What kinds of assets are not recorded at all? Trust, perhaps. A well trained work force. A reputation for using innovative practices to avoid polluting the natural environment. Although such assets do exist, they are often very difficult to value and are thus unrecorded on the traditional financial statements.

However, when American corporations pay acquisition prices that exceed the value of the acquired firm’s net assets, the amount of the overpayment can often be recorded as Goodwill. This serves as a generic catch-all name for any such unrecorded assets.

And yet, if one doesn’t know how much of Goodwill is attributable to each specific unrecorded asset, then how can one determine whether those assets will continue to exist after the time of the acquisition? For instance, if a company records Goodwill (as a catch-all asset) during an acquisition that is made in the year 2015, how can it possibly know what the components of Goodwill are worth in the year 2016?

The answer to that question might be found in an alternative form of accounting known as Integrated Reporting. According to the <IR> framework, there are six “capitals” that companies use to produce goods and services.

Financial capital (such as cash) and manufactured capital (such as factories) are owned by companies and are recorded in the traditional financial statements. Intellectual, human, and social relationship capital are also owned by companies, but are not recorded in the financial statements.

And then there is natural capital, which refers to the environment surrounding companies. Although companies don’t own their surrounding natural environments per se, they might indeed own pollution credits or other rights to use natural resources.

Though the <IR> framework refers to these six resources as “capitals,” they also represent assets that can be utilized by companies to produce products and services. Thus, consistent with the <IR> framework, Goodwill can be sub-divided into the types of assets (or “capitals”) that do not normally appear on the financial statements, namely: intellectual, human, and social relationship assets.

Trust itself would thus represent a social relationship asset.

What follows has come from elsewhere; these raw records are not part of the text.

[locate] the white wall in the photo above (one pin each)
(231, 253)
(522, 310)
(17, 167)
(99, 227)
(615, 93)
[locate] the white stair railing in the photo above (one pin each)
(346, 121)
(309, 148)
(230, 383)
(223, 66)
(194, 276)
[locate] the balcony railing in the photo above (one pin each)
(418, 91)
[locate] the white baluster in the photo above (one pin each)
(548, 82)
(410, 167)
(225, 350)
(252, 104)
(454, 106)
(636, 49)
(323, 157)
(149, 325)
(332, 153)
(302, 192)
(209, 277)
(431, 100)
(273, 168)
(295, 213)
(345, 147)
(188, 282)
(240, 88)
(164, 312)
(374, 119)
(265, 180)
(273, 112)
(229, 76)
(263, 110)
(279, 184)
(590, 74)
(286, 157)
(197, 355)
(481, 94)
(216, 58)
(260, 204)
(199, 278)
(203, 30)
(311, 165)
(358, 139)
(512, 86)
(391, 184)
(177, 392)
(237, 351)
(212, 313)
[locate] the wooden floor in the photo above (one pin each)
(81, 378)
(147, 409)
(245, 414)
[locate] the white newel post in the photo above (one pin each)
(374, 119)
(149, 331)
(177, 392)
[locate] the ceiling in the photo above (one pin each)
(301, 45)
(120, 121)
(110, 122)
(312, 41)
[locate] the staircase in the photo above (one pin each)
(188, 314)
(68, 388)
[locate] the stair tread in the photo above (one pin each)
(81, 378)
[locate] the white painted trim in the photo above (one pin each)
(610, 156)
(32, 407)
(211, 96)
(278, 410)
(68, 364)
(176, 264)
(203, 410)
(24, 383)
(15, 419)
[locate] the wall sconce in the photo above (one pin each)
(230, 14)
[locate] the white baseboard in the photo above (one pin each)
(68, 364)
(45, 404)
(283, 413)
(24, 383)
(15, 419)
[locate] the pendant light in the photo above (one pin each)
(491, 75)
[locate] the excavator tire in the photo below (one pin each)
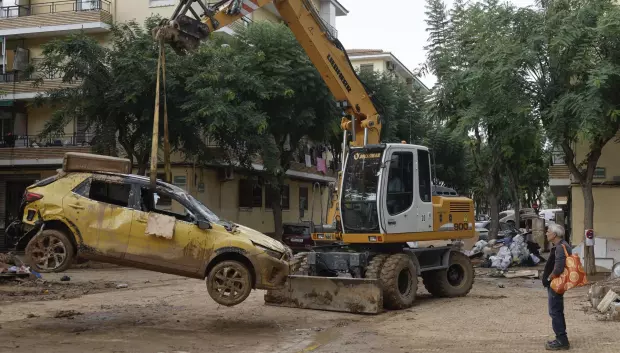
(299, 265)
(373, 270)
(455, 281)
(399, 280)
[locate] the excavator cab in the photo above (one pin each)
(386, 189)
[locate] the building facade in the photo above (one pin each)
(606, 192)
(381, 61)
(25, 156)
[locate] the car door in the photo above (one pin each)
(189, 247)
(99, 208)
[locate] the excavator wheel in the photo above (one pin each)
(399, 280)
(373, 270)
(299, 265)
(455, 281)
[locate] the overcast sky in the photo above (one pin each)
(397, 26)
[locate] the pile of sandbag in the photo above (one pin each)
(505, 253)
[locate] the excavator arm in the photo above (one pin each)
(360, 118)
(194, 20)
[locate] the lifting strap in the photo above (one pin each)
(161, 70)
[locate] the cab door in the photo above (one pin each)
(189, 247)
(424, 197)
(99, 207)
(398, 209)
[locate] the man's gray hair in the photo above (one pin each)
(557, 229)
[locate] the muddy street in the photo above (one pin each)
(96, 312)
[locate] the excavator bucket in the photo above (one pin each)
(183, 34)
(354, 295)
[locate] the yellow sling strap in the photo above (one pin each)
(161, 70)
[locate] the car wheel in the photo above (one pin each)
(229, 283)
(50, 251)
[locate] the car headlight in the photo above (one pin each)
(269, 252)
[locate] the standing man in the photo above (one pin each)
(553, 269)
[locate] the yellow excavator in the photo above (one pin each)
(383, 204)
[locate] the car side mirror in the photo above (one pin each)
(204, 225)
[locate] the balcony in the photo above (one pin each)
(17, 85)
(559, 175)
(55, 18)
(32, 150)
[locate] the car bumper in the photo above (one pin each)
(271, 273)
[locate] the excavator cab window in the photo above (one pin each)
(400, 183)
(359, 191)
(424, 175)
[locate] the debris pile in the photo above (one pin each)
(504, 253)
(11, 266)
(605, 298)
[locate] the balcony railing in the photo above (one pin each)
(54, 7)
(36, 141)
(559, 172)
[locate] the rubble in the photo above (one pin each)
(610, 298)
(504, 253)
(605, 299)
(66, 314)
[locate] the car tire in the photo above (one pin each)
(51, 245)
(229, 283)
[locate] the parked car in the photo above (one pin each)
(508, 216)
(119, 218)
(297, 236)
(505, 229)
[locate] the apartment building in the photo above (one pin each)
(381, 61)
(25, 156)
(606, 192)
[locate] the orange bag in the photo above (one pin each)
(573, 275)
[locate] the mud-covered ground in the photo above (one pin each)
(163, 313)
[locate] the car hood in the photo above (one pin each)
(261, 239)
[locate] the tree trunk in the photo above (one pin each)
(143, 163)
(276, 207)
(494, 203)
(588, 223)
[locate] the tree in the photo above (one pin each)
(113, 90)
(401, 107)
(574, 70)
(450, 158)
(480, 89)
(259, 94)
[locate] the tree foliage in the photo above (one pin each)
(113, 90)
(259, 94)
(475, 51)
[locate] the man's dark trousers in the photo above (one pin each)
(556, 311)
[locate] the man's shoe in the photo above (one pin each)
(557, 346)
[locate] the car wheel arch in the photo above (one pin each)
(232, 256)
(65, 227)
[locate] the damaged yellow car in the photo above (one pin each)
(93, 208)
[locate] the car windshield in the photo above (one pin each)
(204, 210)
(199, 206)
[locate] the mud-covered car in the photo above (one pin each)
(119, 218)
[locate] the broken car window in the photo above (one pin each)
(111, 193)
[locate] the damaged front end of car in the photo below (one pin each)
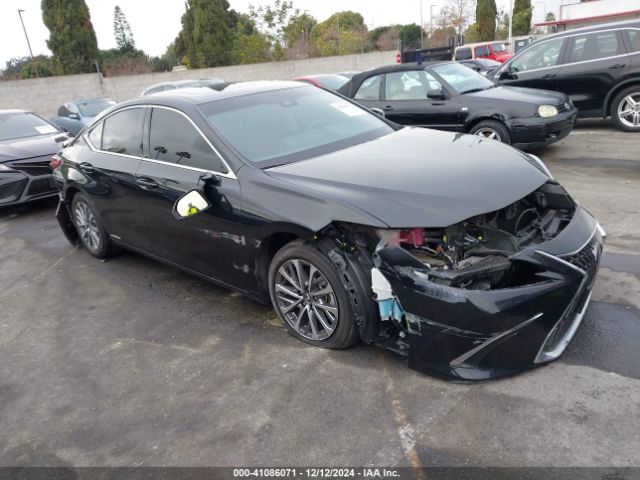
(490, 296)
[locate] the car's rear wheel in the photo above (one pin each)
(625, 109)
(491, 129)
(309, 297)
(90, 230)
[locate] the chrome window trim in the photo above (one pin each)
(563, 38)
(231, 175)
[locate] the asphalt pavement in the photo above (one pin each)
(131, 362)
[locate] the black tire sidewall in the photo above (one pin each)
(103, 251)
(494, 125)
(614, 108)
(346, 333)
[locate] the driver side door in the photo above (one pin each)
(536, 67)
(406, 102)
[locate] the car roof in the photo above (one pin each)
(199, 95)
(594, 28)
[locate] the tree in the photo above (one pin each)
(206, 37)
(410, 34)
(456, 14)
(122, 30)
(522, 13)
(71, 36)
(342, 33)
(486, 12)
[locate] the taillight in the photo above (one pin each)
(55, 162)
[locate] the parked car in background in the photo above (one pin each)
(459, 252)
(597, 66)
(73, 116)
(27, 143)
(497, 51)
(450, 96)
(483, 66)
(332, 81)
(166, 86)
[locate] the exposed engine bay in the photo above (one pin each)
(474, 254)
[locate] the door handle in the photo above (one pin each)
(146, 183)
(86, 167)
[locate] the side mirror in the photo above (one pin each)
(190, 204)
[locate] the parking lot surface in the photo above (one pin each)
(131, 362)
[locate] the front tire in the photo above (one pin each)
(90, 230)
(309, 297)
(625, 109)
(492, 130)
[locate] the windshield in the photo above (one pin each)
(94, 107)
(293, 124)
(499, 47)
(23, 125)
(461, 78)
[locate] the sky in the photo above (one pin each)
(155, 23)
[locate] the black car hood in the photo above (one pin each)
(533, 96)
(29, 147)
(418, 177)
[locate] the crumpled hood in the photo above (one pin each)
(419, 177)
(29, 147)
(533, 96)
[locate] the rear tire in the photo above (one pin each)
(309, 297)
(90, 230)
(493, 130)
(625, 109)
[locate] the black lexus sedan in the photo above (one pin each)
(459, 252)
(450, 96)
(27, 143)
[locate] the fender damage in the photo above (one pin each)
(485, 298)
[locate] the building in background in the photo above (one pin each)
(576, 14)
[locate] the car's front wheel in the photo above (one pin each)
(309, 297)
(491, 129)
(90, 230)
(625, 109)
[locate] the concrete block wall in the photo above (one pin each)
(45, 95)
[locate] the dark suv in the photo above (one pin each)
(598, 67)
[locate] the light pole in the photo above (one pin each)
(28, 43)
(421, 27)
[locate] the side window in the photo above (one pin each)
(122, 132)
(633, 38)
(370, 89)
(174, 139)
(95, 136)
(593, 46)
(463, 54)
(410, 85)
(542, 55)
(482, 51)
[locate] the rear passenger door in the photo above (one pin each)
(592, 64)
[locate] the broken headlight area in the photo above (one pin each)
(476, 253)
(489, 296)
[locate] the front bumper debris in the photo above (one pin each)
(482, 334)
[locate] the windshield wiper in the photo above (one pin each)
(472, 90)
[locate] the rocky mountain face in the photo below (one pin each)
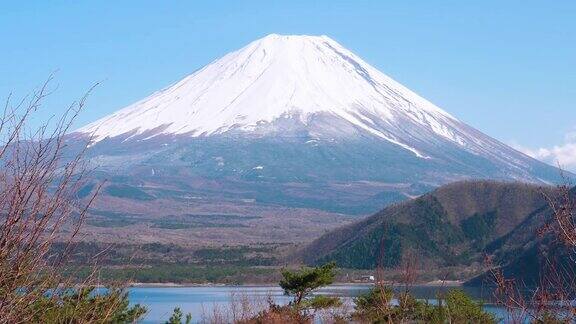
(293, 121)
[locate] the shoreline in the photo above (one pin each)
(436, 283)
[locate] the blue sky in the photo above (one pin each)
(507, 68)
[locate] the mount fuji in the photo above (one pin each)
(298, 122)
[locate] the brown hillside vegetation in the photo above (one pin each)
(455, 225)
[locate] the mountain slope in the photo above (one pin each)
(298, 122)
(453, 225)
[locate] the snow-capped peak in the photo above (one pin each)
(277, 77)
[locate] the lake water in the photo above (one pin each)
(201, 301)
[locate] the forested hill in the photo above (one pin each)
(455, 225)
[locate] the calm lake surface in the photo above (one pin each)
(200, 301)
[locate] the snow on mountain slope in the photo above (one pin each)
(296, 77)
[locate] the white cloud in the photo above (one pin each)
(563, 154)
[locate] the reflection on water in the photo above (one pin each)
(160, 301)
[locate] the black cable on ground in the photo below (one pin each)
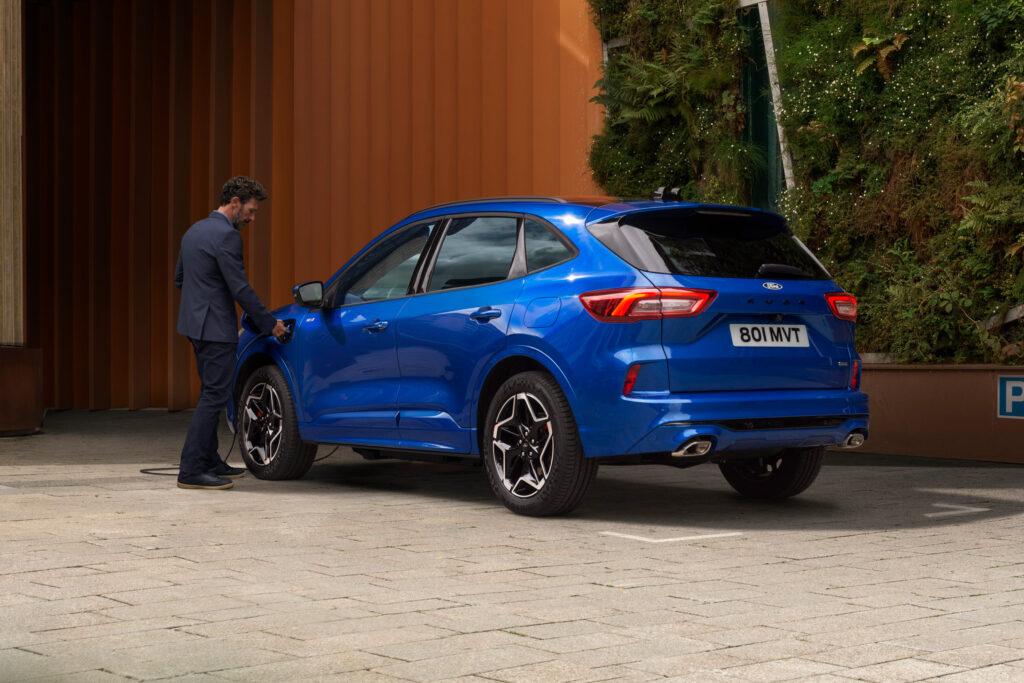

A well trained work force would represent a human asset. And the innovative practices that prevent the pollution of the natural environment would represent intellectual assets.

Why is this classification system helpful? Well, in the very first paragraph of this posting, we asked whether an asset named Trust might eventually join Goodwill on the financial statements. Under the <IR> system, however, if Goodwill appears in the financial statements, Trust (if it exists) would reside within an implicit component of it.

Indeed, Trust would reside in the social relationship asset. And human and intellectual assets would represent components of Goodwill as well.

Still not convinced that this classification system is helpful? Then let’s look at the situation a bit differently. If you purchase a firm (or any other item, for that matter), you should always understand precisely what you are actually buying.

If a major asset within your newly purchased firm is simply called Goodwill, then you can’t possibly know with any precision what is included therein. But if Goodwill is divided into social relationship, human, and intellectual assets, then you more likely can know so.